Vorteile von Veneers
- natürliches Erscheinungsbild dank lichtdurchlässiger Materialien
- langanhaltende Farb- und Formstabilität, insbesondere bei Keramik
- minimalinvasiver Eingriff, meist mit nur geringem Abtrag der Zahnsubstanz
- keine sichtbaren Übergänge, ideal für ein harmonisches Lächeln
- vielfältige Einsatzmöglichkeiten, von einzelnen Zähnen bis zur kompletten Front
Nachteile von Veneers
- nicht rückgängig zu machen, da der Zahnschmelz teilweise entfernt wird
- kostenintensiv, da die Behandlung meist privat bezahlt werden muss
- empfindlich gegenüber übermäßiger Belastung, beispielsweise bei Knirschen
- Erneuerung nach einigen Jahren erforderlich, je nach Material und Pflege
- keine Lösung für funktionelle Probleme, zum Beispiel bei starkem Fehlbiss
Welche Alternativen gibt es zu Verblendschalen?
Nicht immer ist eine Versorgung mit Veneers notwendig. Je nach Zielsetzung können auch andere Methoden zu einem ansprechenden Ergebnis führen:
- professionelles Bleaching, wenn es lediglich um die Zahnfarbe geht
- Komposit-Aufbauten, als kostengünstige Lösung für kleinere Korrekturen
- unsichtbare Zahnschienen (Aligner), bei leichten bis mittleren Fehlstellungen
- Zahnkronen, wenn viel Zahnsubstanz fehlt oder die Stabilität nicht ausreicht
- Zahnschmuck oder kosmetische Politur, bei rein optischen Wünschen
Welche Variante sich für Sie eignet, hängt von vielen Faktoren ab, vor allem von der Zahngesundheit, Ihren Erwartungen und dem Behandlungsziel. Ihr Zahnarzt hilft Ihnen dabei, die richtige Entscheidung zu treffen.
FAQ zur Behandlung mit Verblendschalen
Eignen sich Veneers bei schiefen Zähnen?
Leichte Zahnfehlstellungen lassen sich mit Veneers gut ausgleichen.

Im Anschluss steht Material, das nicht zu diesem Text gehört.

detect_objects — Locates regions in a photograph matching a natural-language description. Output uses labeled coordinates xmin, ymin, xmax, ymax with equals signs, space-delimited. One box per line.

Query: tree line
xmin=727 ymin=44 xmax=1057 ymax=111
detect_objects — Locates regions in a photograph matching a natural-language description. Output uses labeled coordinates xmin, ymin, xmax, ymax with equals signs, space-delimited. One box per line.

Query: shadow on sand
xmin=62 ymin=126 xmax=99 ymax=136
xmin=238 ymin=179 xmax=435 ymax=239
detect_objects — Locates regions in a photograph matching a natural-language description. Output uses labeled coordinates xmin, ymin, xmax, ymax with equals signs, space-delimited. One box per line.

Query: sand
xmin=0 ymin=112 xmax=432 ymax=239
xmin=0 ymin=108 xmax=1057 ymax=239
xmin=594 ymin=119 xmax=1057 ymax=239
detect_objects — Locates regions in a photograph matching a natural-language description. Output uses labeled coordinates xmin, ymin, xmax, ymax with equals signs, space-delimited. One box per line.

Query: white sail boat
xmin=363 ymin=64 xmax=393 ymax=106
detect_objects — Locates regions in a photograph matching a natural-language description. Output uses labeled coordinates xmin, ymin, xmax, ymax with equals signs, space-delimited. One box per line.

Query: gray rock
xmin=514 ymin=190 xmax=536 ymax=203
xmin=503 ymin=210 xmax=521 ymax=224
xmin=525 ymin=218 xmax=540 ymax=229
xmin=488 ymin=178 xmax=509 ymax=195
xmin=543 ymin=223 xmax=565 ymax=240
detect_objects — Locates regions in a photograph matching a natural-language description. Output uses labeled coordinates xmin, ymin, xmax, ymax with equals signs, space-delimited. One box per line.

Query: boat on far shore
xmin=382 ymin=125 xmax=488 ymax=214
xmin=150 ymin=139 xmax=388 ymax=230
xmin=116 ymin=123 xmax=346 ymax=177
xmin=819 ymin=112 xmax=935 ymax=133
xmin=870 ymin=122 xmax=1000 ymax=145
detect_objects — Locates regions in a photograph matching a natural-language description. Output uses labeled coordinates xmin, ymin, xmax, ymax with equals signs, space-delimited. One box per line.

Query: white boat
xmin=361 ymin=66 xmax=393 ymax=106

Bei stark gedrehten oder verschobenen Zähnen ist zuvor eine kieferorthopädische Behandlung empfehlenswert.
Veneers oder Kronen: Was ist besser?
Wenn noch genügend gesunde Zahnsubstanz vorhanden ist, sind Veneers oft die schonendere Lösung. Kronen sind nötig, wenn der Zahn stark beschädigt oder instabil ist.
Sind Veneers auf Backenzähnen möglich?
Veneers werden meist an den sichtbaren Frontzähnen eingesetzt. Für Backenzähne eignen sie sich weniger, da dort die Kaukräfte deutlich höher sind.
Eignen sich Veneers bei Bruxismus (Zähneknirschen)?
Verblendschalen können bei Zähneknirschen schnell beschädigt werden. Eine Knirscherschiene in der Nacht ist notwendig, damit sie nicht abbrechen oder sich lösen.
Eignen sich Veneers bei Zahnfleischrückgang?
Bei starkem Zahnfleischrückgang sind Veneers nicht immer sinnvoll. Der Übergang zwischen Zahn und Zahnfleisch kann auffallen oder sich mit der Zeit verschieben.
Welche günstige Alternative gibt es zu Veneers?
Komposit-Aufbauten (Direct Bonding) sind eine kostengünstige Alternative zu Veneers, wenn nur kleine optische Korrekturen gewünscht sind. Auch Bleaching kann ausreichen.